The crisis threatens the stability of the entire region. Yet Asean's response has been farcical and plunged to new lows when, a week before the Washington summit, Cambodia, Asean's current chair, convened a meeting to announce a plan for the delivery of humanitarian aid to Myanmar. The plan was developed in sole consultation with the military junta, granting it complete control over the delivery of humanitarian aid to the Myanmar people. This outrageous agreement is nothing more than a thinly veiled attempt by junta leader Min Aung Hlaing to advance his own military objectives at a time when he is increasingly desperate. It is no coincidence that the areas he has identified for the delivery of aid are the very areas outside of his control that for months his forces have been mercilessly bombing, burning and cutting off access to food and medical supplies in a failed attempt to break resistance to his attempted coup.
He demands that Myanmar's neighbours keep their borders shut to restrict the flow of aid to those fleeing from his attacks. Min Aung Hlaing wants to be able to weaponise aid for his own purposes. If Asean proceeds on the basis of its current plan alone, then it will be complicit and disregarding the fundamental humanitarian principles of humanity, neutrality, impartiality and independence.
The plan is also reflective of Cambodia's increasing desperation as Asean chair. During its tenure, the equally ill-advised efforts of Cambodian Prime Minister Hun Sen to engage the junta have been repeatedly flouted by Min Aung Hlaing. This was Cambodia's last-ditch attempt to have something to show before the Washington summit. Cambodia then suffered further humiliation when it emerged that its foreign minister had lied about the attendance at the meeting of the UN Special Envoy to Myanmar, Noeleen Heyzer. She was disinvited at the behest of the junta.
It is abundantly clear now that Asean needs to chart a new course on Myanmar. Asean's first step should be to immediately begin talks with the NUG on how to deliver humanitarian aid to the people in the border areas under the control of the NUG and its allies.
With dwindling resources and the threat of constant attack from junta forces, Myanmar's democratic actors cannot be left to shoulder the humanitarian response on their own. Asean must declare a general state of humanitarian emergency in Myanmar and call on the UN Security Council to mandate a humanitarian intervention that includes the presence of aid and healthcare personnel on the ground. This is the only way to get life-saving humanitarian aid to the millions inside Myanmar in dire need, including those in the country's populous central lowlands, its remote northwest and the tens of thousands who languish inside junta jails.

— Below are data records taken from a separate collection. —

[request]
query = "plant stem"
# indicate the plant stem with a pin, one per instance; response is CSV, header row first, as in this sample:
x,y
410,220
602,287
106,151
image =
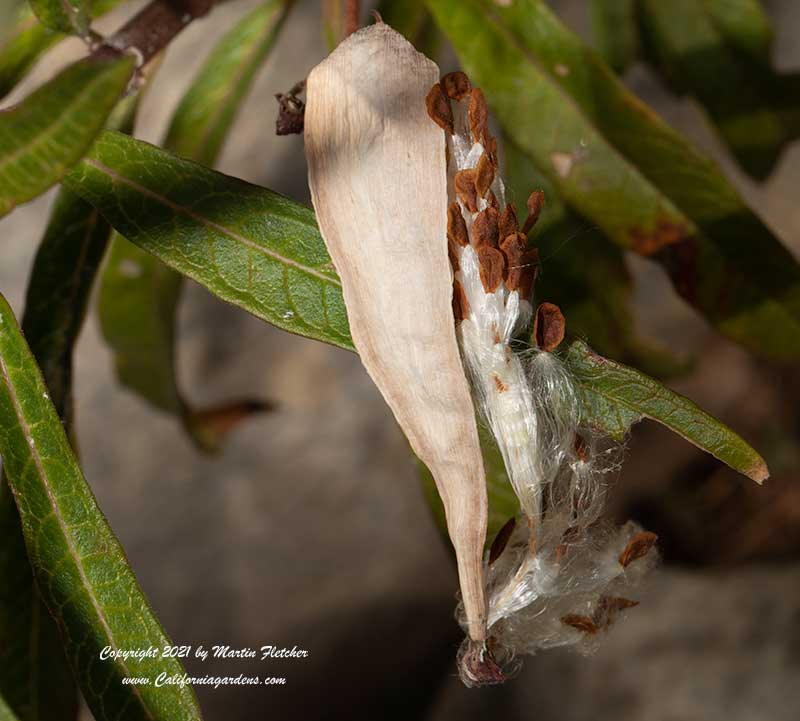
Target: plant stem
x,y
154,27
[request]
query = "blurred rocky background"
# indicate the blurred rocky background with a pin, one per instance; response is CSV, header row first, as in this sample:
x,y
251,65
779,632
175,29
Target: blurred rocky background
x,y
311,528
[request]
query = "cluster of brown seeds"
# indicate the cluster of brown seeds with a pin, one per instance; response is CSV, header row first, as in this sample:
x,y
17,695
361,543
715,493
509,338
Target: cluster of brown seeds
x,y
501,245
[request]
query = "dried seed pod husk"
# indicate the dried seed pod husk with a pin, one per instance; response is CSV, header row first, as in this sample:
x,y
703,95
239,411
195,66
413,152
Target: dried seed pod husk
x,y
378,183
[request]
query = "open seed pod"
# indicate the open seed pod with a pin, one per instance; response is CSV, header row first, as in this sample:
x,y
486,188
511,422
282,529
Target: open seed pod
x,y
378,182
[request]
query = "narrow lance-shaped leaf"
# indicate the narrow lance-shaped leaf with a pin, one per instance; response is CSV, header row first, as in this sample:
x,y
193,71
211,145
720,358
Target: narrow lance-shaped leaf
x,y
28,40
79,565
697,57
58,292
209,107
33,671
34,674
22,47
614,397
49,131
248,245
139,294
624,169
67,16
584,274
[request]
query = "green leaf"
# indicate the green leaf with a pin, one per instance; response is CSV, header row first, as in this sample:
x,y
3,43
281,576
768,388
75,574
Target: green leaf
x,y
699,57
249,246
33,670
583,273
66,16
139,294
34,673
79,565
615,396
615,31
621,167
58,293
744,23
137,303
209,107
22,48
49,131
35,679
28,40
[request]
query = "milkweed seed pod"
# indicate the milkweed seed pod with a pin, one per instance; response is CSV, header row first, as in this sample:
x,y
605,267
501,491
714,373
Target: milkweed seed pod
x,y
379,187
437,278
557,577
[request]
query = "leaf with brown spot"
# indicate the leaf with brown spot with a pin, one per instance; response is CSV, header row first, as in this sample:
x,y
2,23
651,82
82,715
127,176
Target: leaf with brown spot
x,y
631,169
665,233
614,397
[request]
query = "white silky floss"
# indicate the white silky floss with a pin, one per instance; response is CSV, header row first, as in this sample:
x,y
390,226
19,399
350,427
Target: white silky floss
x,y
558,579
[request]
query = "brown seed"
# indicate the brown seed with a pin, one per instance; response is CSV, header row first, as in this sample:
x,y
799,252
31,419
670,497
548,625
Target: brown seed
x,y
582,623
508,221
581,449
460,302
456,85
478,115
489,143
439,108
456,226
499,385
464,182
535,205
501,540
530,270
492,266
548,327
452,254
637,547
484,175
484,229
513,248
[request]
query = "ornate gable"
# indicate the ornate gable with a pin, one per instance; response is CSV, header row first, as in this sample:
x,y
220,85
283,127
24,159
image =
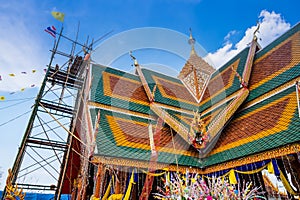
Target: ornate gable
x,y
195,73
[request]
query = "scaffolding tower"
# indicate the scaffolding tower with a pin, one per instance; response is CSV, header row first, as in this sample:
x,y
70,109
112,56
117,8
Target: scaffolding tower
x,y
46,150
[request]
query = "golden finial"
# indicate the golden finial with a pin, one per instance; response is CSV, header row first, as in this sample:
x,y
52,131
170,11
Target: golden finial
x,y
134,59
198,130
192,41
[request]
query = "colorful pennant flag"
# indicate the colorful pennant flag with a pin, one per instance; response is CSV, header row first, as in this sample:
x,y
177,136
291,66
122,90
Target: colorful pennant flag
x,y
232,178
58,15
51,30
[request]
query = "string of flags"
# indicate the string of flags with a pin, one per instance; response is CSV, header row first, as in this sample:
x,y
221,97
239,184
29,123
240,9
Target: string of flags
x,y
2,98
52,31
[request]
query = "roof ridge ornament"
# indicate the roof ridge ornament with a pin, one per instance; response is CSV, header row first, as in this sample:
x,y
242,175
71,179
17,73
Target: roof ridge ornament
x,y
192,42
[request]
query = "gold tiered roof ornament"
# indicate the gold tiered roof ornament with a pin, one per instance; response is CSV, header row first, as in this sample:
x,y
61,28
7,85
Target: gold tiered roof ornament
x,y
198,132
196,72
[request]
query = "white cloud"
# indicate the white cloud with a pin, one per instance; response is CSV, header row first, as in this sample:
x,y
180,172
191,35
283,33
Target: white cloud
x,y
272,25
21,47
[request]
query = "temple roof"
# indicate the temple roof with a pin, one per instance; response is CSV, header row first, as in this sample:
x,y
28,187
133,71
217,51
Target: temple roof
x,y
267,119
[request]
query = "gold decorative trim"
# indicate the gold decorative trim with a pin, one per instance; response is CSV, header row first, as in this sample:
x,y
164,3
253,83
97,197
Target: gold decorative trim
x,y
120,110
165,95
270,93
289,149
283,121
108,91
294,60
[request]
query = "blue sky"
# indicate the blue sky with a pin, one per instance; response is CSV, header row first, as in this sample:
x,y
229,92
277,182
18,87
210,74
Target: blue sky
x,y
222,28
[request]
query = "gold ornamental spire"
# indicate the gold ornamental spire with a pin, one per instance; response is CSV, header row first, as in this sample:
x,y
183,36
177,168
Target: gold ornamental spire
x,y
192,42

Since the crisis began, civil society organisations, community and faith-based groups and other local actors with long-established humanitarian networks have been delivering lifesaving cross-border aid to those in desperate need. But they are severely under-resourced and heavily restricted in their activities by the neighbouring national authorities, including in Thailand.
It is unconscionable that Asean member states continue to prevent these groups from delivering aid by keeping their borders with Myanmar shut at the behest of the junta. International donors including Asean and UN agencies must secure the opening of vital cross-border supply lines and direct aid through existing community networks in coordination with the NUG.
Asean's next move in response to Myanmar's spiralling humanitarian crisis will have lasting ramifications. If it continues with current plans to put the junta in control of humanitarian assistance to Myanmar, Asean will be choosing to side with Min Aung Hlaing over the Myanmar people. But if Asean is genuine about alleviating the suffering of the Myanmar people, resolving the crisis and restoring its own credibility, it must engage with the NUG and call for urgent global action on Myanmar.
Marzuki Darusman is a founding member of the Special Advisory Council for Myanmar. He is also former chair of the UN Fact-Finding Mission on Myanmar.